Two Boeing 747s on one runway, and then, “BOOM”, the two planes just coiled. This is the deadliest plane crash in the world. A bomb at another airport made planes go to a different nearby airport, leading to a significant error and killing over 500, leaving only 61 survivors. Here is the story of the tragedy at Tenerife Airport that tragically happened on March 27, 1977.

            The Crew Background On Pan Am 1736:

The captain was 56-year-old Victor Grubbs. He had over 21,000 hours flying but only 564 hours on the Boeing 747-100. Sitting next to him was First Officer Robert Bragg. He had over 10,800 hours flying and around 2,796 hours on the Boeing 747-100. The flight engineer was George Warns. He had over 15,000 hours flying but only 559 hours on the Boeing 747-100.

      The Crew Background On Klm 4805:

The captain was 50-year-old Jacob Veldhuyzen Van Zanten. He had 11,700 hours flying, with over 1,545 hours on the Boeing 747-200, and he was the lead instructor for Klms 747-200s. Sitting next to him was first officer Klaas Meurs, who had over 9,200 hours flying but only 95 on the Boeing 747-200. Lastly, Flight Engineer Willem Schreuder spent over 17,031 hours flying but only 543 hours on the Boeing 747-200.

                                            The First Problem:

Two men walked into a flower shop, then they put down a bag and left, but a bomb was ticking in the bag. Then, a call said, “There are bombs in the terminal, and you have 15 minutes to get out”. Then ‘Bang!’, the bomb went off, but authorities thought there were more bombs and stopped all inbound flights. 

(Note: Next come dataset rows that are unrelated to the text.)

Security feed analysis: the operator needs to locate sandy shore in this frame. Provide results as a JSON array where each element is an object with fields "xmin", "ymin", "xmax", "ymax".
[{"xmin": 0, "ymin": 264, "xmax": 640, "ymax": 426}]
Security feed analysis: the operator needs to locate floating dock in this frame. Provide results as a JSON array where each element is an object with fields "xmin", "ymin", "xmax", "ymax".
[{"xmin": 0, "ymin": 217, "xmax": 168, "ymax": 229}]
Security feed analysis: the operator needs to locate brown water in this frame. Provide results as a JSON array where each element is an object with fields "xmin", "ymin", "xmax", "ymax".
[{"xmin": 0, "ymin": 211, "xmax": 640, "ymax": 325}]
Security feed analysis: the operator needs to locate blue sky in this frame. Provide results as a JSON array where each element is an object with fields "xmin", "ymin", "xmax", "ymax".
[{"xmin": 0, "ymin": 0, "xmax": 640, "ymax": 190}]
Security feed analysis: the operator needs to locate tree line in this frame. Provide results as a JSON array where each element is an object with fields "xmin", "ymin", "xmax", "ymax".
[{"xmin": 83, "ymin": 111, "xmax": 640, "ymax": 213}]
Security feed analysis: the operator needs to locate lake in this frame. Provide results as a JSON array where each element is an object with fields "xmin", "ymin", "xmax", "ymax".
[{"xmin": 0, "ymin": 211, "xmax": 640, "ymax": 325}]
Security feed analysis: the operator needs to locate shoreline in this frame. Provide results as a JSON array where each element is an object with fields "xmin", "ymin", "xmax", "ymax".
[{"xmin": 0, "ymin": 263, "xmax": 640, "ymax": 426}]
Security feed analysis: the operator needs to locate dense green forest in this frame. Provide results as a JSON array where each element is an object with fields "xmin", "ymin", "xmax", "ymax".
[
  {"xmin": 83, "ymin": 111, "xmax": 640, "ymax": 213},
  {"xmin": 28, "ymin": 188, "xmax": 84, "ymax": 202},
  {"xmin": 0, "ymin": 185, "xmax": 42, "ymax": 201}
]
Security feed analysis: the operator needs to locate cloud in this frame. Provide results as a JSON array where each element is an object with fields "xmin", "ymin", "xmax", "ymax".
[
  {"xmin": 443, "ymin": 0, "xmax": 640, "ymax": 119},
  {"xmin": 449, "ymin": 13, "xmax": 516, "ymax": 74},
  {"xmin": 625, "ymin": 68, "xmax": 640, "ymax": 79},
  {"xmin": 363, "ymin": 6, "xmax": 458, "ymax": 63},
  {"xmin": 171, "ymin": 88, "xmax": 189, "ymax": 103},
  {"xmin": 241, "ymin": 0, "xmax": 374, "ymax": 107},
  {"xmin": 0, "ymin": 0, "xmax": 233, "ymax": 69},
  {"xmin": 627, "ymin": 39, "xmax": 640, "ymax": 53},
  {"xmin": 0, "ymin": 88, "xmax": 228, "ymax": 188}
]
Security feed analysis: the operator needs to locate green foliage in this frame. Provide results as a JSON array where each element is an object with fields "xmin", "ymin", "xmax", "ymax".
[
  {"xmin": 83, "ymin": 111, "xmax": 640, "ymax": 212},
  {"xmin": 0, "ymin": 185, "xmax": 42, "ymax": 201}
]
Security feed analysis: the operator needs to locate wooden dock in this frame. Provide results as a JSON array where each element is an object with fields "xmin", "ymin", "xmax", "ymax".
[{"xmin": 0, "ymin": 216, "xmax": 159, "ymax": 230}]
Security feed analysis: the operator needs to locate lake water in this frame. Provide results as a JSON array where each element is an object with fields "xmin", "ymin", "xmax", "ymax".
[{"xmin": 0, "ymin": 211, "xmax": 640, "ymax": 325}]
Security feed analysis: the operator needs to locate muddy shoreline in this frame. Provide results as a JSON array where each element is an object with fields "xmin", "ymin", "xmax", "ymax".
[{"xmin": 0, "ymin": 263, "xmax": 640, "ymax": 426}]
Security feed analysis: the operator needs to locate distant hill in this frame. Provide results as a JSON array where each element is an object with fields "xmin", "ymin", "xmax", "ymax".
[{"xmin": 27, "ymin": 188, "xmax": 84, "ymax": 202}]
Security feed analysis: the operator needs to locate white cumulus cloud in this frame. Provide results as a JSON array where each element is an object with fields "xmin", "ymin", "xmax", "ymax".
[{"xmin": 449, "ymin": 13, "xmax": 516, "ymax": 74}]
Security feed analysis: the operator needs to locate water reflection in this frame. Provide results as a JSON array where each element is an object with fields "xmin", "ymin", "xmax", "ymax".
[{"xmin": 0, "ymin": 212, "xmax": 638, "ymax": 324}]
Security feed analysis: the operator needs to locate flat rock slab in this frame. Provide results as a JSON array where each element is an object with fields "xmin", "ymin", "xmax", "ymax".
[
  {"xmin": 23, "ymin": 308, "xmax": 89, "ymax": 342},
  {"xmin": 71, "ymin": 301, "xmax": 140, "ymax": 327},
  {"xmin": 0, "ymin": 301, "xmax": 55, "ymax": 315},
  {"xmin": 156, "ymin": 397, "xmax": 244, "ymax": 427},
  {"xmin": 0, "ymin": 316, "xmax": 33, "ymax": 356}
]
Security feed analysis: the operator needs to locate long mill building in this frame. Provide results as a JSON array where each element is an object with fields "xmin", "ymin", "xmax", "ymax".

   The Wait on the Ground:

The KLM 747 was refuelled, and then the airport was meant to land open, but they continued the refuelling process because it took a while. Pam, the flight First officer, and the Flight Engineer went to look at the KLM plane to see if they could go around it, except they would not fit.

                                        The Taxi to Death:  

The KLM plane taxied up runway 12 to runway 30, spun around, and waited for takeoff clearance. The Pan Am crew would have done the same but turned off the runway and used the taxiway—except that did not happen. 

The Crash:

The Pan Am plane was taxiing down the runway, and the KLM’s crew was at the end of the runway, ready for takeoff. The KLM’s crew thought they had takeoff clearance, but they did not. The Pan Am’s crew was still on the runway; they turned the plane around, and the KLM’s crew continued to do take-off runs. Then the KLM’s crew saw lights and pulled up with a tailstrike, and they lifted the runway except to hit the Pan Am’s crew. Nobody survived the KLM flight, but 61 people could make it out alive on the Pan Am flight. 583 died, combined on both planes. So many errors happened. If one had been taken away, this wouldn’t have happened.